Pakistan: assolto in appello prigioniero nel braccio della morte

L'Alta Corte di Lahore il 9 settembre 2026 ha assolto un uomo che era stato in precedenza condannato a morte per omicidio, annullando la sentenza di primo grado a causa di gravi lacune nelle prove presentate dall'accusa.
L’assoluzione dell’imputato, Shahzad Ahmed, è stata decisa dal collegio composto dai giudici Shehram Sarwar Chaudhry e Sardar Akbar Ali Dogar.
Shahzad aveva impugnato il giudizio di colpevolezza e la condanna capitale dinanzi all'Alta Corte di Lahore.
Durante il procedimento d’appello presso l’Alta Corte, la difesa ha sostenuto che l'accusa non fosse riuscita a dimostrare la presenza dei presunti testimoni oculari sul luogo del delitto. Ha affermato che le dichiarazioni dei testimoni, insieme alle altre prove agli atti, non erano sufficienti a dimostrare la colpevolezza. L'avvocato difensore ha sostenuto che il tribunale di primo grado aveva inflitto la pena di morte senza prove sufficienti e concrete, mentre l'accusa non era riuscita a dimostrare la colpevolezza di Shahzad al di là di ogni ragionevole dubbio.

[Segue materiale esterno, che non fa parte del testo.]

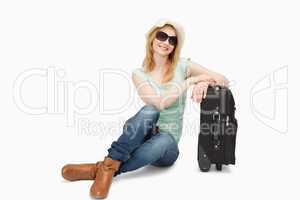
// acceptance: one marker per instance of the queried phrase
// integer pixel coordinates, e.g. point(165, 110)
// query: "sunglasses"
point(162, 36)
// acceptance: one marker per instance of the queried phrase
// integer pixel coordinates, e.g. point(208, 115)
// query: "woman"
point(151, 136)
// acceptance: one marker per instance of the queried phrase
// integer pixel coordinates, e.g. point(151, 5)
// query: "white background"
point(244, 40)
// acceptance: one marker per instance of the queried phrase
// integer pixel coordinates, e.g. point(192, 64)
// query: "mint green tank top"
point(171, 118)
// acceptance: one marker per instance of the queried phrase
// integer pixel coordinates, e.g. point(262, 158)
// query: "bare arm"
point(149, 95)
point(195, 69)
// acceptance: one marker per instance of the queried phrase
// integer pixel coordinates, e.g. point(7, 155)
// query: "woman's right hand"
point(201, 78)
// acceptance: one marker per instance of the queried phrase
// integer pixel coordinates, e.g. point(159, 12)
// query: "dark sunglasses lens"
point(173, 41)
point(161, 36)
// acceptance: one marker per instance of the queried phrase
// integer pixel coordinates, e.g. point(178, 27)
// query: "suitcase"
point(218, 128)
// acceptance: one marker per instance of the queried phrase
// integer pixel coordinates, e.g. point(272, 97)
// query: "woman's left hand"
point(199, 91)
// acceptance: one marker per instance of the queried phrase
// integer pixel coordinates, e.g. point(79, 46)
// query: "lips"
point(163, 48)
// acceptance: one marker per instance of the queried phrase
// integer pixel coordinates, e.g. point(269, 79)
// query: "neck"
point(160, 61)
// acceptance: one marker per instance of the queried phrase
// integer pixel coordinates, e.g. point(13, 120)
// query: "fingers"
point(199, 92)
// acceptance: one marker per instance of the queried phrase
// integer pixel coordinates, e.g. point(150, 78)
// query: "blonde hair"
point(173, 57)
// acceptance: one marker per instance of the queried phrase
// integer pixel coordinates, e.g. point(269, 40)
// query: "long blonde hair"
point(148, 63)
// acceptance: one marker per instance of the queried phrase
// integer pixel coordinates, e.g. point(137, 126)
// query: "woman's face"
point(164, 48)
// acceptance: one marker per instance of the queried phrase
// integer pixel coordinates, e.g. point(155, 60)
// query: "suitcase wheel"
point(219, 167)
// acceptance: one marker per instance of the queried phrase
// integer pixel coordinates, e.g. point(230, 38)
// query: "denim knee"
point(150, 111)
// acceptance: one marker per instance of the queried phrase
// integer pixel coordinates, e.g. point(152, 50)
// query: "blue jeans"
point(141, 144)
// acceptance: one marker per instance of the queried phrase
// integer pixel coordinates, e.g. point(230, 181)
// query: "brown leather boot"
point(104, 175)
point(75, 172)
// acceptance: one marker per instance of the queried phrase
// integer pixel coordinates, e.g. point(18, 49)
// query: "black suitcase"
point(218, 128)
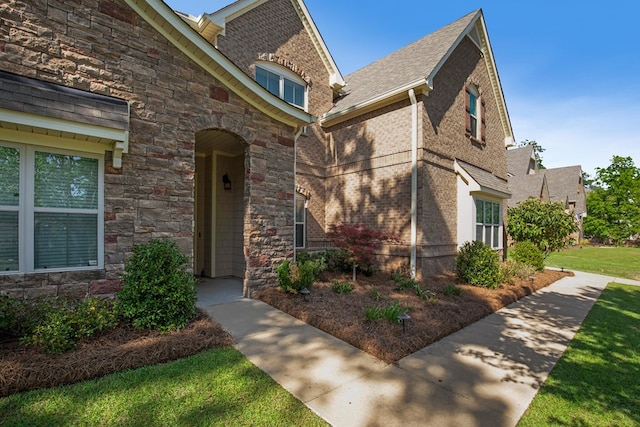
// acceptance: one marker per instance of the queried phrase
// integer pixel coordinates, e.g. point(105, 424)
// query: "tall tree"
point(537, 149)
point(613, 203)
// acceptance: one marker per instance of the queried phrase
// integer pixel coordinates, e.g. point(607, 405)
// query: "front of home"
point(235, 135)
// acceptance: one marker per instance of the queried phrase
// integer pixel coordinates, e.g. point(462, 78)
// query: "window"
point(488, 223)
point(475, 114)
point(285, 87)
point(50, 209)
point(300, 220)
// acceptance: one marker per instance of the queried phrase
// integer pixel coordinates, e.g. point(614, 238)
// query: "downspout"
point(414, 181)
point(299, 131)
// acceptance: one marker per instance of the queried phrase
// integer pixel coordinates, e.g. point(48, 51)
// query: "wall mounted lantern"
point(226, 182)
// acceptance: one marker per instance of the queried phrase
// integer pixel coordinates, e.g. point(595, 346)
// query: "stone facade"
point(104, 47)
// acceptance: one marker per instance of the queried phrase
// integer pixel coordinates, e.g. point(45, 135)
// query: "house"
point(235, 134)
point(563, 185)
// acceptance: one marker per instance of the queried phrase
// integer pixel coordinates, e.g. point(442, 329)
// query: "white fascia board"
point(420, 87)
point(203, 54)
point(336, 81)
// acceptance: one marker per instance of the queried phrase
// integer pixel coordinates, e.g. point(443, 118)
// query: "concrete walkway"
point(483, 375)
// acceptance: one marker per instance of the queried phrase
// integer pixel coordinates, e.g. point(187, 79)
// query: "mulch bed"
point(342, 315)
point(24, 368)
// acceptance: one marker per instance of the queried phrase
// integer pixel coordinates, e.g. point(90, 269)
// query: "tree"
point(360, 242)
point(537, 149)
point(613, 203)
point(545, 224)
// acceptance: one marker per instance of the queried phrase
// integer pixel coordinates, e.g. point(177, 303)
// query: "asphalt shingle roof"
point(403, 67)
point(485, 178)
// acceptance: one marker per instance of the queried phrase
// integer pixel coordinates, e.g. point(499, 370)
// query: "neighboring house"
point(235, 135)
point(563, 185)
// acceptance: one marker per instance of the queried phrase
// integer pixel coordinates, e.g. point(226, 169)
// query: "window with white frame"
point(488, 223)
point(50, 209)
point(300, 221)
point(475, 114)
point(282, 83)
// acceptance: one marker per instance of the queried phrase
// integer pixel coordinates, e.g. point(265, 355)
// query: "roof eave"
point(186, 39)
point(372, 104)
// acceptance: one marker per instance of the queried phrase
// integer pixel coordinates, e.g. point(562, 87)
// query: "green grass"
point(615, 262)
point(217, 387)
point(596, 382)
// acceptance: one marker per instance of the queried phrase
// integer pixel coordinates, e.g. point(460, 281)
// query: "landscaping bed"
point(432, 318)
point(124, 347)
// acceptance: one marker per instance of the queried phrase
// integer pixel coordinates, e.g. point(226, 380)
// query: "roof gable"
point(414, 67)
point(210, 25)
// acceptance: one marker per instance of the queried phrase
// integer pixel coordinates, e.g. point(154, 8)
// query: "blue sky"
point(570, 69)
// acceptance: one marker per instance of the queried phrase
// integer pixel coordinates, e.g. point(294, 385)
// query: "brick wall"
point(102, 46)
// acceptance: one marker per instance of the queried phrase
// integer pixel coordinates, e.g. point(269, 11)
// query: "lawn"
point(610, 261)
point(595, 383)
point(218, 387)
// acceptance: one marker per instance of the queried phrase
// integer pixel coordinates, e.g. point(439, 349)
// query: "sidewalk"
point(483, 375)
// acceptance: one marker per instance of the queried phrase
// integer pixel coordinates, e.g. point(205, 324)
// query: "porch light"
point(226, 182)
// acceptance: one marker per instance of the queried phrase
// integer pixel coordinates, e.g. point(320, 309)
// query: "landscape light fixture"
point(226, 182)
point(403, 317)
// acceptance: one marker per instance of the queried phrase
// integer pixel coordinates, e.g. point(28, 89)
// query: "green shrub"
point(341, 287)
point(293, 277)
point(63, 323)
point(478, 265)
point(512, 270)
point(450, 290)
point(158, 292)
point(527, 253)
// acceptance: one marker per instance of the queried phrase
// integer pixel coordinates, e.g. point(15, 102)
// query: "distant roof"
point(412, 63)
point(565, 185)
point(485, 178)
point(524, 186)
point(518, 160)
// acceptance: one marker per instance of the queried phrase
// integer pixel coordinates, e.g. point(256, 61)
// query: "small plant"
point(341, 287)
point(478, 265)
point(293, 277)
point(65, 322)
point(390, 312)
point(451, 290)
point(527, 253)
point(158, 292)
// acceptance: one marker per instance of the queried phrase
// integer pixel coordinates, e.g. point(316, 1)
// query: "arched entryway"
point(219, 204)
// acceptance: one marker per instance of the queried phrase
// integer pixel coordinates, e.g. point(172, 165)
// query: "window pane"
point(487, 212)
point(64, 181)
point(9, 176)
point(9, 241)
point(479, 212)
point(299, 210)
point(65, 240)
point(299, 235)
point(293, 93)
point(268, 80)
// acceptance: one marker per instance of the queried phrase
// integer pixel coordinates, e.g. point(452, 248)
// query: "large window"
point(285, 87)
point(50, 209)
point(488, 223)
point(300, 230)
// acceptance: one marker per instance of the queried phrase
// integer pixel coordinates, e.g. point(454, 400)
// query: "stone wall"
point(102, 46)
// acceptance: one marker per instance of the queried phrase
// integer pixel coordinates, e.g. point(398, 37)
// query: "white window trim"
point(26, 208)
point(500, 224)
point(285, 73)
point(300, 197)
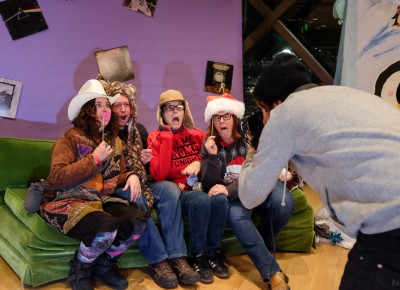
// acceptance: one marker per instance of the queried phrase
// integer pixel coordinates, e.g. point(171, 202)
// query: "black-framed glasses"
point(120, 105)
point(226, 117)
point(170, 108)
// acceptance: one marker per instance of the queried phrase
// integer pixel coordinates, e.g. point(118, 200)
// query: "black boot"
point(79, 277)
point(104, 270)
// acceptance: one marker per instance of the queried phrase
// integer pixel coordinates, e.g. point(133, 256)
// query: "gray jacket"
point(345, 143)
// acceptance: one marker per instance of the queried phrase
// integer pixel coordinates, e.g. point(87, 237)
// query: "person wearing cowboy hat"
point(165, 254)
point(176, 148)
point(87, 162)
point(222, 156)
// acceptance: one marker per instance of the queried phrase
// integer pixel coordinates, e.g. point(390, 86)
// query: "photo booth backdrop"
point(168, 51)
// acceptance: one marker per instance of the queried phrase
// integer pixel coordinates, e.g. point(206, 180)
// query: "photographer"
point(345, 143)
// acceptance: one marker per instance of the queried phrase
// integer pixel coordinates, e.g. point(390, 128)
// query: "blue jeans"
point(207, 220)
point(276, 217)
point(156, 247)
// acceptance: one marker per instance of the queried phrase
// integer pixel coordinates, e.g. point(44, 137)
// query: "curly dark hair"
point(88, 122)
point(236, 134)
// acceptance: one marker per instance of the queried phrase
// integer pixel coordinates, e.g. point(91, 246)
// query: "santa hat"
point(223, 103)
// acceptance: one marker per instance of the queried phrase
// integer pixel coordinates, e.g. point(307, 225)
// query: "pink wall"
point(169, 50)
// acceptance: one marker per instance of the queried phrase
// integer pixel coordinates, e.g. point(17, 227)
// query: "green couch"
point(39, 254)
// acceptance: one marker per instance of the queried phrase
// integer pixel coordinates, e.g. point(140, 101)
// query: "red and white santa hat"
point(223, 103)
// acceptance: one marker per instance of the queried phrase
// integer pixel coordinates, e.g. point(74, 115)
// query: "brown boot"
point(186, 275)
point(162, 275)
point(278, 281)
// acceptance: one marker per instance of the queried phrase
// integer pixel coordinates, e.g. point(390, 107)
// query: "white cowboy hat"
point(90, 90)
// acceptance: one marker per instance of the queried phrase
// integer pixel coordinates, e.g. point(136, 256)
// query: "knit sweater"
point(223, 167)
point(172, 152)
point(345, 143)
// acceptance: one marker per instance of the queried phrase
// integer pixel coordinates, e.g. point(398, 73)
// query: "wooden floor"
point(322, 268)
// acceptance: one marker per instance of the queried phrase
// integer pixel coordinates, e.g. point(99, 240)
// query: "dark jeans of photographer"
point(373, 263)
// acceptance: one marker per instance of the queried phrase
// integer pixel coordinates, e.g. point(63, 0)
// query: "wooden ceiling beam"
point(291, 39)
point(266, 25)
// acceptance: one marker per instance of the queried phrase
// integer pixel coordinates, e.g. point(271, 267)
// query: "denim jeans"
point(156, 247)
point(373, 262)
point(207, 219)
point(276, 217)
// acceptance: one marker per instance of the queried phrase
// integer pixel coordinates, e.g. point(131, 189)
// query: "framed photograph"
point(218, 77)
point(146, 7)
point(115, 64)
point(10, 92)
point(22, 17)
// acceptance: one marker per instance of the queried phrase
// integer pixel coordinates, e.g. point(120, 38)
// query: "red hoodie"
point(172, 152)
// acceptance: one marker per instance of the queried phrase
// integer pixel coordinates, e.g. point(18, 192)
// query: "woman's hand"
point(218, 189)
point(192, 168)
point(133, 183)
point(146, 155)
point(283, 176)
point(211, 146)
point(103, 151)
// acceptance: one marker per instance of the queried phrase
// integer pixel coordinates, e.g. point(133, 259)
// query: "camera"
point(251, 127)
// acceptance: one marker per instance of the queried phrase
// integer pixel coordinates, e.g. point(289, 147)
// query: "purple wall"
point(168, 51)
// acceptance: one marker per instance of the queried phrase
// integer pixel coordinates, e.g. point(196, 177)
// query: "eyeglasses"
point(226, 117)
point(170, 108)
point(120, 105)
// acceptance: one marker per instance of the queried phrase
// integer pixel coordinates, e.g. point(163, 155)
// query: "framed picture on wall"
point(115, 64)
point(218, 77)
point(22, 17)
point(146, 7)
point(10, 92)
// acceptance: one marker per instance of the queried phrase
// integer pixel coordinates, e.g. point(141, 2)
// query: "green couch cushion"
point(23, 161)
point(14, 198)
point(298, 235)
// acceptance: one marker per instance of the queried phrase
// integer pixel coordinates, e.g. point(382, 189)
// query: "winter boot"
point(278, 281)
point(200, 265)
point(186, 275)
point(217, 265)
point(162, 275)
point(104, 270)
point(79, 277)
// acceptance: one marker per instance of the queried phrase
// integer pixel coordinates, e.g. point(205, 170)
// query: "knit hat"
point(173, 95)
point(280, 78)
point(224, 102)
point(92, 89)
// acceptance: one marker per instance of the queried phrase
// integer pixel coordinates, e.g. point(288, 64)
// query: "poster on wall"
point(146, 7)
point(10, 92)
point(218, 77)
point(115, 64)
point(22, 17)
point(372, 48)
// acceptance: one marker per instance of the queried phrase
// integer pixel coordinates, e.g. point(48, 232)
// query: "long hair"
point(88, 122)
point(236, 134)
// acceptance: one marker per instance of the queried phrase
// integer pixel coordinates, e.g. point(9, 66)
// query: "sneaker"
point(200, 265)
point(218, 266)
point(186, 275)
point(278, 282)
point(162, 275)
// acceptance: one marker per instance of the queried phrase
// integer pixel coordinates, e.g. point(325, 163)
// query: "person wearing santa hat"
point(223, 153)
point(176, 146)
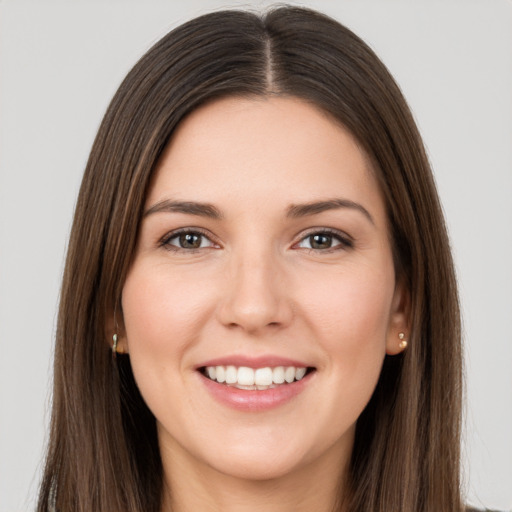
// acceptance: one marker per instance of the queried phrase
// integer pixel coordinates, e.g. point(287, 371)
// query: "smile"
point(250, 379)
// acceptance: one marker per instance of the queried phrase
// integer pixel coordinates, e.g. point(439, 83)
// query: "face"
point(262, 298)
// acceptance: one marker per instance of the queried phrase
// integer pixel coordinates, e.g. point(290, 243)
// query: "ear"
point(399, 320)
point(114, 325)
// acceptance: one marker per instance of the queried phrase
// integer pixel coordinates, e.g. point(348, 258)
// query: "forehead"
point(272, 149)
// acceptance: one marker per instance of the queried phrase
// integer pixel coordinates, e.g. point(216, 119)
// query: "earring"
point(114, 345)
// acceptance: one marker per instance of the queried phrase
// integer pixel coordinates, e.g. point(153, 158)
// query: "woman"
point(259, 309)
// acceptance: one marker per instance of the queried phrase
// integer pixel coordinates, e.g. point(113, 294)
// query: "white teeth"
point(231, 376)
point(259, 378)
point(221, 374)
point(299, 373)
point(289, 374)
point(278, 375)
point(263, 377)
point(245, 376)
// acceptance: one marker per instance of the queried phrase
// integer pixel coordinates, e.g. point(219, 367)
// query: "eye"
point(324, 240)
point(187, 240)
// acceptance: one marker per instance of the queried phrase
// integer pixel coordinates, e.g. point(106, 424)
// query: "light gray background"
point(62, 61)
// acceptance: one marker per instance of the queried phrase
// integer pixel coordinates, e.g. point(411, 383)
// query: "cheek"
point(353, 305)
point(163, 311)
point(349, 313)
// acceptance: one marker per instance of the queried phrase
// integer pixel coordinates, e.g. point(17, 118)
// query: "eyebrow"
point(294, 211)
point(316, 207)
point(189, 207)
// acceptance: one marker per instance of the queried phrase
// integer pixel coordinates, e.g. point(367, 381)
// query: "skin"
point(257, 287)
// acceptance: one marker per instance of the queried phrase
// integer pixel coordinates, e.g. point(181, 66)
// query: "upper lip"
point(253, 362)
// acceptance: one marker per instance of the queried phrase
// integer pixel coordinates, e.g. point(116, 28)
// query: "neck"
point(318, 486)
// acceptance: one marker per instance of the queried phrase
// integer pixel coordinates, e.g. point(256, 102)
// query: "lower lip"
point(254, 400)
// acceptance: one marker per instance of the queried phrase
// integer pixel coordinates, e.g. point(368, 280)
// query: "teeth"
point(259, 378)
point(289, 374)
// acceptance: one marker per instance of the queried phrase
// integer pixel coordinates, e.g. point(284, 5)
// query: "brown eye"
point(187, 240)
point(325, 240)
point(320, 241)
point(190, 240)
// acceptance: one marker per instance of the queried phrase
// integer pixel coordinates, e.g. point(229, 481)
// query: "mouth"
point(255, 379)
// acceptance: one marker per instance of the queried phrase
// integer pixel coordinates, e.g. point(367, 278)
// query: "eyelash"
point(345, 242)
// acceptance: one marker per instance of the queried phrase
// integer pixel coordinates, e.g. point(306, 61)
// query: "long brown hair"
point(103, 452)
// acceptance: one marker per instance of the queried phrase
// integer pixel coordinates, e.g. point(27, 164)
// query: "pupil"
point(320, 241)
point(190, 241)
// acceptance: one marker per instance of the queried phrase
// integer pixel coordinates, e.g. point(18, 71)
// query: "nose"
point(256, 298)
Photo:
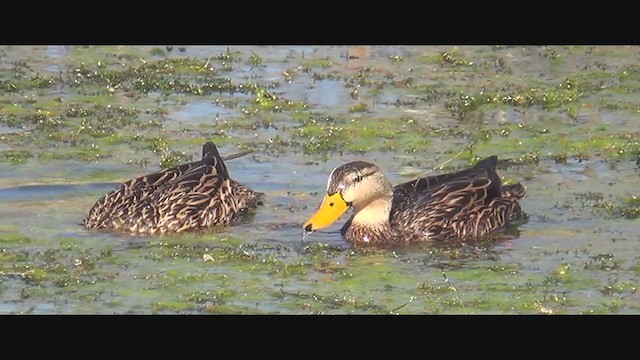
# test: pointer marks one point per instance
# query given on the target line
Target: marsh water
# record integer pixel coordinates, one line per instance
(75, 121)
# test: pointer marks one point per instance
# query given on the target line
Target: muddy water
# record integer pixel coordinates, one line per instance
(567, 257)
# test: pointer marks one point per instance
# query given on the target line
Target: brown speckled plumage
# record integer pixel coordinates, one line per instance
(460, 205)
(189, 197)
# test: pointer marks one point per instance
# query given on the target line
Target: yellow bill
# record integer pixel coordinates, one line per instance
(332, 207)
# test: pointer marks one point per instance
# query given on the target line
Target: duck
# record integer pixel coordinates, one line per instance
(460, 205)
(194, 196)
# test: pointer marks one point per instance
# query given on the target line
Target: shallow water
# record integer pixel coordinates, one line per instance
(569, 256)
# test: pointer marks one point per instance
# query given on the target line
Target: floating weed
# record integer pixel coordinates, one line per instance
(16, 156)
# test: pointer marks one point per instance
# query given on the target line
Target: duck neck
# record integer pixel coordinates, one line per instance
(369, 225)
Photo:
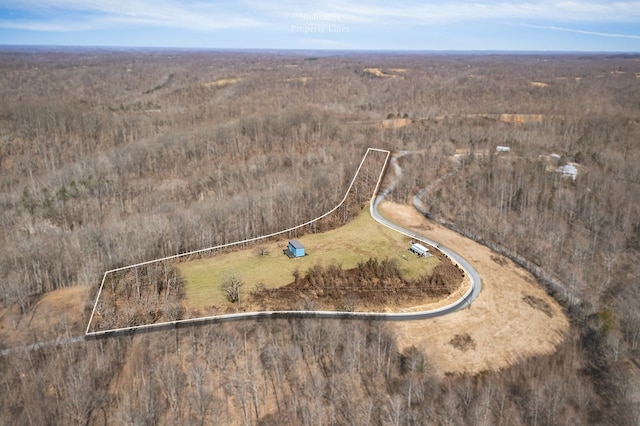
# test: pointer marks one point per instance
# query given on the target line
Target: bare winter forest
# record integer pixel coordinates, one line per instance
(113, 157)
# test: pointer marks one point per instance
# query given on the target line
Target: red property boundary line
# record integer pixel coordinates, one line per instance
(249, 240)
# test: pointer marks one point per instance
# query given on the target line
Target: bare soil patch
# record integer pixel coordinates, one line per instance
(504, 327)
(374, 286)
(463, 342)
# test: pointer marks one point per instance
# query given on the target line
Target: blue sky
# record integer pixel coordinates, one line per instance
(518, 25)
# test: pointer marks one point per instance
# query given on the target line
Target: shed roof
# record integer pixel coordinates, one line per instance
(419, 247)
(295, 244)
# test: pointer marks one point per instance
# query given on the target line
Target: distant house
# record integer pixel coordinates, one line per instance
(295, 248)
(568, 170)
(419, 249)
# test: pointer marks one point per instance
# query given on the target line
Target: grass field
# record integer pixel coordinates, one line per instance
(359, 240)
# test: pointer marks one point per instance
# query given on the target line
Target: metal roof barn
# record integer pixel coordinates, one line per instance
(296, 249)
(419, 249)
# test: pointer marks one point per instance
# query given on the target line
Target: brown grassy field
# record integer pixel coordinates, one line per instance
(503, 326)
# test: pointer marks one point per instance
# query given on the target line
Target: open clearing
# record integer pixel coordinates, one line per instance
(358, 241)
(501, 325)
(56, 313)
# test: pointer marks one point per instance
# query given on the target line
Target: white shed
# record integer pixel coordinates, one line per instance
(419, 249)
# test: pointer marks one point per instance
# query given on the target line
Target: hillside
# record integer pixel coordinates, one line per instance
(111, 158)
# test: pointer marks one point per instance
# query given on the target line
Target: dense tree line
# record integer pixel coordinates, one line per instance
(111, 158)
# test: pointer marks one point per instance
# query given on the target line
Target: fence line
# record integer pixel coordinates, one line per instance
(249, 240)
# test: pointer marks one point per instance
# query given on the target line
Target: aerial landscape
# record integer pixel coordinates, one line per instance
(292, 223)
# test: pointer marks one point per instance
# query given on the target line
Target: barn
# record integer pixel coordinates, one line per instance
(295, 248)
(419, 249)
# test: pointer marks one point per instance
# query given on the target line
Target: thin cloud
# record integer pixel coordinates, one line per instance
(594, 33)
(441, 12)
(55, 15)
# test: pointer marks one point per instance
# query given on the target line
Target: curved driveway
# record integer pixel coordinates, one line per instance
(476, 282)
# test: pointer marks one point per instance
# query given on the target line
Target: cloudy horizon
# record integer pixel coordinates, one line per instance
(336, 25)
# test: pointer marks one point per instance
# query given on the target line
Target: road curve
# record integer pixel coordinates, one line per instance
(463, 302)
(476, 282)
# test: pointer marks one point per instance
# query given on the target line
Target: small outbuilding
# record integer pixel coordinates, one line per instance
(295, 248)
(419, 249)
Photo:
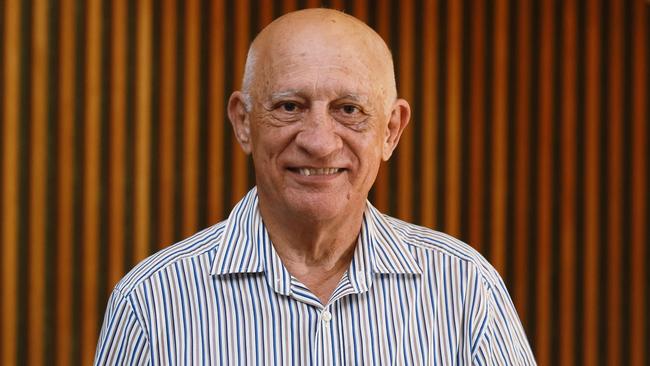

Il pubblico ministero, Raahat Majeed, si è opposta all'assoluzione, sostenendo che le prove agli atti indicavano la colpevolezza dell'imputato. Ha chiesto all’Alta Corte di confermare la condanna a morte emessa dal tribunale di primo grado.
Dopo aver ascoltato le argomentazioni di entrambe le parti ed esaminato nel dettaglio gli atti processuali, la Corte ha osservato che l'accusa non sia riuscita a dimostrare la presenza dei presunti testimoni oculari sulla scena del crimine attraverso prove attendibili.
La Corte ha inoltre rilevato lacune e debolezze nelle prove presentate dall'accusa e ha concesso il beneficio del dubbio a Shahzad Ahmed.
Di conseguenza, la Corte ha annullato la condanna a morte emessa dal tribunale di primo grado e ha ordinato l'assoluzione di Shahzad Ahmed, quasi sette anni dopo l'inizio del processo.